Federalism

36 Years and Counting: Museveni’s Reign Continues in Uganda

Uganda’s incumbent President Yoweri Museveni of the National Resistance Movement Party (NRM) was reelected on January 14, 2021 for a sixth term in office. The Ugandan Electoral Commission announced that he had defeated his National Unity Platform Party (NUP) opponent Robert Kayagulanyi, better known as Bobi Wine, capturing 58% of the ballots compared to Wine’s 34% (voter turnout lagged at 52%). Museveni described last month’s vote as the “most cheating-free” election in Uganda’s history. However, the government’s official results met with near immediate universal scrutiny and skepticism by Wine as well as by observers worldwide.

Former US Assistant Secretary of State for African Affairs, Tibor Nagy, described this election as “fundamentally flawed,” and the US State Department is reportedly considering “a range of targeted options” to communicate its alarm over the erosion of Uganda’s democratic processes including reduction in aid flows to the nation. The European Union (EU) issued a statement that they are “gravely concerned by the continued harassment of political actors and parts of civil society,” and a Gallup poll revealed only about a third of Ugandan respondents trust their elections.

ALEC has long had model policy to establish a good governance program made up of state lawmakers because when given a choice, industry opts to invest in countries where rule of law prevails. Uganda’s elections lacked sufficient transparency to determine whether they adhered to international norms and were “free and fair.” Journalists and independent observers were largely barred during election season, and Uganda’s government denied most of the United States’ and the EU’s accreditation requests, resulting in the cancellation of their observation teams. The Africa Elections Watch coalition sent 2,000 observers, all of whom reported abnormalities.

The official election results have received muted defense from regional players. East African observer missions and the African Union stated that the voting process was peaceful with no disruptions to civilians’ right to vote. These comments are belied by the fact that military vehicles were sent to the streets.

Some leaders, such as Tanzania President John Magufuli, even congratulated Museveni on his victory.
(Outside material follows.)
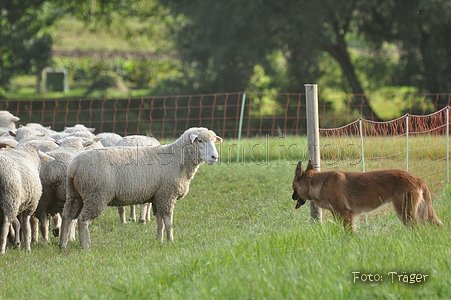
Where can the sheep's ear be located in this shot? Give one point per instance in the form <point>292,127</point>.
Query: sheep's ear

However, during Magufuli’s tenure, opposition parties have been repressed, and the internet disabled during elections. Kenya’s State House acknowledged Museveni’s win on Facebook – a post which was later removed because it contained misinformation.

On February 1, Bobi Wine, who was placed under house arrest in the days after Ugandans cast their ballots, filed a supreme court challenge calling for “the poll [to be] cancelled and repeated” due to Museveni’s interference with his campaign. Wine is a singer-turned-politician who hoped to ignite a generational, political shift for Uganda and the rest of Africa. Disaffected, young, urban voters were especially drawn to Wine, who encouraged them to believe that their participation in the political process could herald national change.

But Museveni aggressively undermined Wine’s campaign. He ordered the military to kill Wine’s driver, to raid his home, and detained members of his campaign staff. Donning a bulletproof vest and ballistics helmet for protection, Wine described the campaign trail as a “war zone.” In November, Wine and many of his supporters were arrested. Some were even executed as Museveni claimed they were “agents of foreign schemes.” 

On the eve of the election, Uganda’s government ordered telecom companies to shut down Facebook, Twitter and Instagram because the president believed these platforms were biased against him. But Facebook had discovered Museveni and his party were using the platform to target the opposing party and its members. A spokesperson representing Wine believes Museveni blocked internet access and raided NUP offices to prevent them from sharing evidence of election fraud.

Bobi Wine’s court challenge is unlikely to succeed, and Museveni is likely to remain in power as his corruption undermines Uganda’s international reputation and economic prospects. Without political freedom, Ugandans will miss out on foreign direct investment which would lead to economic growth. Uganda’s authoritarian regime threatens the country’s stability and its appeal to international investors unless the Museveni regime incorporates liberal democratic principles into its governing structures.